Intervista a Egon Krenz

Voleva rifugiarsi sotto il patto di Varsavia

Andrea Affaticati

“Sono veramente orgoglioso che l'Fdj, l'organizzazione giovanile della Ddr, abbia allevato un futuro cancelliere della Repubblica Tedesca” così diceva ieri Egon Krenz, erede per cinquanta giorni di Erich Honecker, capo della Sed, il partito unico della Ddr al nutrito gruppo di corrispondenti accorsi alla stampa estera di Berlino. Krenz è un irriducibile.

    “Sono veramente orgoglioso che l'Fdj, l'organizzazione giovanile della Ddr, abbia allevato un futuro cancelliere della Repubblica Tedesca” così diceva ieri Egon Krenz, erede per cinquanta giorni di Erich Honecker, capo della Sed, il partito unico della Ddr al nutrito gruppo di corrispondenti accorsi alla stampa estera di Berlino. Krenz è un irriducibile. Condannato a sei anni e mezzo di carcere nel 1997 (dei quali due condonati), per complicità negli omicidi di chi cercava di scavalcare il Muro di Berlino, ieri ricordava che “non ho accettato nessun patteggiamento. Io non mi piego”. Orgoglioso dei frutti della Fdj, non del Merkel pensiero.

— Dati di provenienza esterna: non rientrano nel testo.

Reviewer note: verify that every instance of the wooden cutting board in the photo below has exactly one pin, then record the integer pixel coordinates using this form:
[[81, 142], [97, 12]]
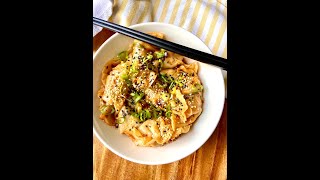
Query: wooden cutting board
[[208, 162]]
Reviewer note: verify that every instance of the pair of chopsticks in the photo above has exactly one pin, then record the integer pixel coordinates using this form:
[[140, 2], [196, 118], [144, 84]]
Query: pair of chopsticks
[[170, 46]]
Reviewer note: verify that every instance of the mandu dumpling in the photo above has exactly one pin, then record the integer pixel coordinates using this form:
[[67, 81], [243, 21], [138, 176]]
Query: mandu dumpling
[[150, 94]]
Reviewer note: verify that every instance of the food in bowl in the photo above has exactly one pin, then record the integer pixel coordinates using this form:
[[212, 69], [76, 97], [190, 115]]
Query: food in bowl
[[152, 95]]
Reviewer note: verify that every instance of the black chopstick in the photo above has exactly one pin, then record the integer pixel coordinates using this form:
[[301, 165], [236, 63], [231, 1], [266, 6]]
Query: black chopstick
[[170, 46]]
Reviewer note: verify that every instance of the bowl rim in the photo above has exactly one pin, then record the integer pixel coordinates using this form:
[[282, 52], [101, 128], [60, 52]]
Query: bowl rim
[[173, 159]]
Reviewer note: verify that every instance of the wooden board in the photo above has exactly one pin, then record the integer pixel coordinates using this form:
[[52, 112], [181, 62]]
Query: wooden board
[[208, 162]]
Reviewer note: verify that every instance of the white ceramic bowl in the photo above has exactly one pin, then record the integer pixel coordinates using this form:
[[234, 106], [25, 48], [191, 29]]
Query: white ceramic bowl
[[201, 130]]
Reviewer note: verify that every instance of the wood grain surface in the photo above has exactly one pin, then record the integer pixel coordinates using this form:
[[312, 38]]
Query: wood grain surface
[[208, 162]]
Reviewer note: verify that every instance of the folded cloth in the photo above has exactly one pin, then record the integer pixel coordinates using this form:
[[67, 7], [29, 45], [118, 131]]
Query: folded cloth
[[207, 19]]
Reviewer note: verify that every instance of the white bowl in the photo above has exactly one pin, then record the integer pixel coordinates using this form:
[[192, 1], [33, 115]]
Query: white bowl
[[214, 96]]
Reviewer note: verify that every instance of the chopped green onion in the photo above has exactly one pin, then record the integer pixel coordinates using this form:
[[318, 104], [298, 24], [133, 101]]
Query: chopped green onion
[[124, 76], [123, 56], [149, 56], [134, 114], [120, 120], [103, 109], [165, 96], [137, 97], [168, 114], [171, 85], [112, 110], [148, 114]]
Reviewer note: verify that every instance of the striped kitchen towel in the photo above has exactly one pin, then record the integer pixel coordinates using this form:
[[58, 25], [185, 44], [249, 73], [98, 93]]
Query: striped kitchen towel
[[207, 19]]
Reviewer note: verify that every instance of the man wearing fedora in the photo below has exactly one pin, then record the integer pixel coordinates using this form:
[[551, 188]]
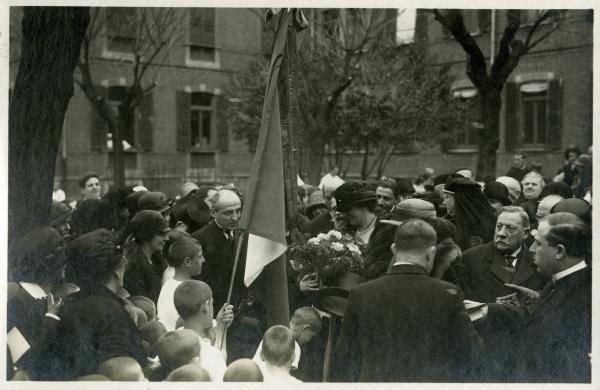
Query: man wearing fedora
[[407, 326]]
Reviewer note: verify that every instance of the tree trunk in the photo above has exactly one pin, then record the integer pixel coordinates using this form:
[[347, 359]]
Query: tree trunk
[[51, 41], [488, 142]]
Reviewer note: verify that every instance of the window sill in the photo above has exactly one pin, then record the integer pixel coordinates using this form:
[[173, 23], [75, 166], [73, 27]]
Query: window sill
[[462, 150]]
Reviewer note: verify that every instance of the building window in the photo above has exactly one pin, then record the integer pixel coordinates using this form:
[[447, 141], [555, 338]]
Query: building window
[[202, 120], [114, 97], [534, 113], [202, 50], [405, 26], [121, 31], [466, 137]]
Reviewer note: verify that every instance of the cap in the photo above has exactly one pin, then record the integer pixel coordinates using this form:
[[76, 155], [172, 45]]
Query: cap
[[353, 194], [411, 208], [498, 191], [460, 184], [154, 201], [132, 199], [186, 188], [151, 220], [59, 213]]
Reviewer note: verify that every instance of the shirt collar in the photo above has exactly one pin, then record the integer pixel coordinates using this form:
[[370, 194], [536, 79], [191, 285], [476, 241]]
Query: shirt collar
[[559, 275], [34, 290]]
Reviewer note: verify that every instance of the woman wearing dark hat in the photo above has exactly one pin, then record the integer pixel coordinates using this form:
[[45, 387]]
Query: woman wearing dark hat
[[95, 326], [470, 212], [144, 254], [32, 308]]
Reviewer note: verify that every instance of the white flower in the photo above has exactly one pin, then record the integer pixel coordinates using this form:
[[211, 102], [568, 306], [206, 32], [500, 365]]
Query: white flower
[[335, 233], [353, 248], [336, 246], [314, 241], [323, 236]]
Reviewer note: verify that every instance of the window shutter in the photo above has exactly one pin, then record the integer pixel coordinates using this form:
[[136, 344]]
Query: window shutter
[[511, 115], [183, 121], [554, 113], [99, 126], [202, 27], [221, 125], [145, 136]]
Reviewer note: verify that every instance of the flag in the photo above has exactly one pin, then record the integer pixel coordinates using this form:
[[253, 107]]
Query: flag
[[263, 215]]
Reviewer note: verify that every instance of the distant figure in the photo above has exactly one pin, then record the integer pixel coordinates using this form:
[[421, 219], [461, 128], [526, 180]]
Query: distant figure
[[519, 167], [90, 185], [243, 370]]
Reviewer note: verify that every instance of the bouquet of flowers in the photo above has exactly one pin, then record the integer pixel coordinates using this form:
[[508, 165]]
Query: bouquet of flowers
[[328, 255]]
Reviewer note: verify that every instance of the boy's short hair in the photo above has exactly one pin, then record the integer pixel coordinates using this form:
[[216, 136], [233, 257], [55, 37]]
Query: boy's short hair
[[308, 316], [243, 370], [278, 346], [146, 305], [189, 297], [191, 372], [180, 249], [177, 348]]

    Ancora non si da pace per il fatto che “con il 9 novembre del '89 è naufragato il mio sogno”, il sogno di poter riformare la Ddr dall'interno. Domenica voterà la Linke. Una notizia per la quale Oskar Lafontaine forse non esulta più di tanto. Ai tempi del Muro si sentivano spesso e ora si dice sia subentrato il gelo tra di loro. Così alla domanda del Foglio se sente ancora Lafontaine, Krenz svicola: “Seguo attentamente quel che fa Lafontaine, quando ci incontriamo non ci evitiamo”, poi però ammette: “No, non si è ancora fatto avanti per una vacanza sul Mar Baltico da me”.  Krenz ci tiene a mettere i puntini sulla "i" della Storia, del suo sforzo personale per evitare qualsiasi spargimento la notte del 9 novembre: “Il vero pericolo allora era una guerra civile e anche un confronto armato tra le due Germanie. Voi parlate tutti della Caduta del Muro. Ma il Muro non è caduto, l'abbiamo aperto. Ed è merito della preparazione umanistica dei nostri soldati alla frontiera se quella notte non c'è stato spargimento di sangue”.

    Certo la Ddr, avrebbe dovuto reagire più prontamente alle richieste della piazza. “All'inizio”, racconta Krenz “i manifestanti di Lipsia e Dresda scandivano lo slogan ‘noi restiamo qui', non fuggiamo, ma voi avviate le riforme. Ma non essendoci stata reazione dai vertici della Sed allora iniziarono a ripetere ‘Siamo noi il popolo'. Abbiamo sbagliato, è vero, ma oggi sento gente che rassegnata dice: ‘Noi eravamo il popolo'”.